The rule instructs bots to wait 10 seconds between page requests. Not all search engines support this directive. Google ignores crawl-delay and uses Search Console settings instead.

What are required directives in a robots.txt file?

A minimal robots.txt file usually contains:

User-agent → defines the crawler
Disallow → defines blocked paths

User-agent: *
Disallow:

This configuration allows crawling of the entire website.

What are optional but recommended directives?

Additional directives improve crawler guidance:

Allow: defines exceptions to blocked paths
Sitemap: helps crawlers discover site URLs
Crawl-delay: reduces server load for supported bots

User-agent: *
Disallow: /admin/
Allow: /admin/admin-ajax.php
Sitemap: https://example.com/sitemap.xml

If your website doesn't have an XML Sitemap, you can create one for free with our XML Sitemap Generator.

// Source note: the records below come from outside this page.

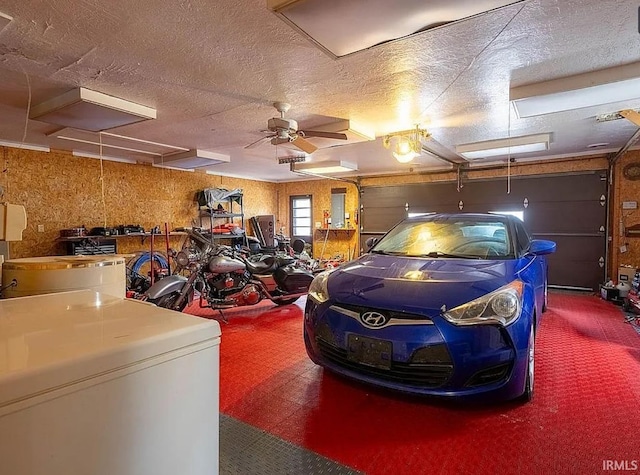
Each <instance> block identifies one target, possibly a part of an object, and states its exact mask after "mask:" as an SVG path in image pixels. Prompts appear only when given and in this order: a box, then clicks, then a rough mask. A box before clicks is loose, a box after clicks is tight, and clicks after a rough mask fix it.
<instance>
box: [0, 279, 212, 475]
mask: <svg viewBox="0 0 640 475" xmlns="http://www.w3.org/2000/svg"><path fill="white" fill-rule="evenodd" d="M219 349H220V325H219V324H218V322H216V321H215V320H207V319H203V318H199V317H194V316H190V315H186V314H183V313H179V312H174V311H171V310H166V309H162V308H158V307H155V306H153V305H151V304H149V303H145V302H139V301H135V300H128V299H122V298H119V297H116V296H111V295H108V294H101V293H98V292H95V291H92V290H79V291H73V292H64V293H55V294H45V295H36V296H29V297H18V298H13V299H7V300H2V301H0V473H2V474H7V475H27V474H28V475H44V474H46V475H73V474H82V475H115V474H118V475H134V474H135V475H164V474H166V475H175V474H181V475H182V474H184V475H204V474H207V475H210V474H216V473H218V463H219V457H218V450H219V449H218V447H219V429H218V425H219V361H220V359H219V358H220V354H219Z"/></svg>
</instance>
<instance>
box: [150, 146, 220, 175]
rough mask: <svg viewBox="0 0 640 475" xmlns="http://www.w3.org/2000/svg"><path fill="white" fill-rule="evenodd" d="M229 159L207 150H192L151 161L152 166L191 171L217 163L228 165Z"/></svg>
mask: <svg viewBox="0 0 640 475" xmlns="http://www.w3.org/2000/svg"><path fill="white" fill-rule="evenodd" d="M230 161H231V157H230V156H229V155H223V154H221V153H215V152H209V151H207V150H200V149H193V150H188V151H186V152H179V153H172V154H171V155H163V156H161V157H156V158H154V159H153V164H154V165H156V166H159V167H164V166H166V167H173V168H180V169H183V170H184V169H191V168H201V167H208V166H211V165H216V164H218V163H229V162H230Z"/></svg>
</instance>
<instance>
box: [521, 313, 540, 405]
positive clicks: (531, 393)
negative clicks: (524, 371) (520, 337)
mask: <svg viewBox="0 0 640 475" xmlns="http://www.w3.org/2000/svg"><path fill="white" fill-rule="evenodd" d="M535 342H536V331H535V326H534V325H533V324H532V325H531V330H530V331H529V345H528V347H527V376H526V380H525V383H524V392H523V393H522V396H520V399H521V401H522V402H530V401H531V400H532V399H533V383H534V381H535V379H534V369H535V348H536V343H535Z"/></svg>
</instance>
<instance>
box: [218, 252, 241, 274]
mask: <svg viewBox="0 0 640 475" xmlns="http://www.w3.org/2000/svg"><path fill="white" fill-rule="evenodd" d="M246 268H247V266H246V265H245V263H244V262H242V261H240V260H237V259H232V258H230V257H226V256H215V257H213V258H211V260H210V261H209V272H213V273H215V274H224V273H227V272H238V271H244V270H245V269H246Z"/></svg>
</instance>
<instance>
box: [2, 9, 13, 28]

Frequently Asked Questions

What is robots.txt and where should it be placed?

Robots.txt is a text file that tells web crawlers which pages they can and cannot request. It must be placed at the root of your domain (e.g., https://example.com/robots.txt) to be discovered automatically by search engine bots during crawling.

Does robots.txt prevent pages from being indexed?

No. Robots.txt controls crawling, not indexing. A blocked page can still appear in search results if other sites link to it. To prevent indexing specifically, use a noindex meta tag or X-Robots-Tag response header instead of relying on robots.txt.

What happens if I accidentally block Googlebot with robots.txt?

Google will stop crawling the blocked pages immediately. You may see indexed pages drop in Search Console within days. If your entire site is blocked, it can disappear from search results entirely. Always test changes using Search Console's URL inspection tool before deploying.

Can different search engines have different robots.txt rules?

Yes. Using specific "User-agent" directives, you can set different crawl rules for Googlebot, Bingbot, or any other named crawler. Using "User-agent: *" applies rules simultaneously to all crawlers that haven't been given specific instructions.

How do I know if my robots.txt is working correctly?

Use Google Search Console's robots.txt Tester tool to test your file against specific URLs. You can verify which pages are allowed or blocked and identify syntax errors before they cause crawling issues on your live site.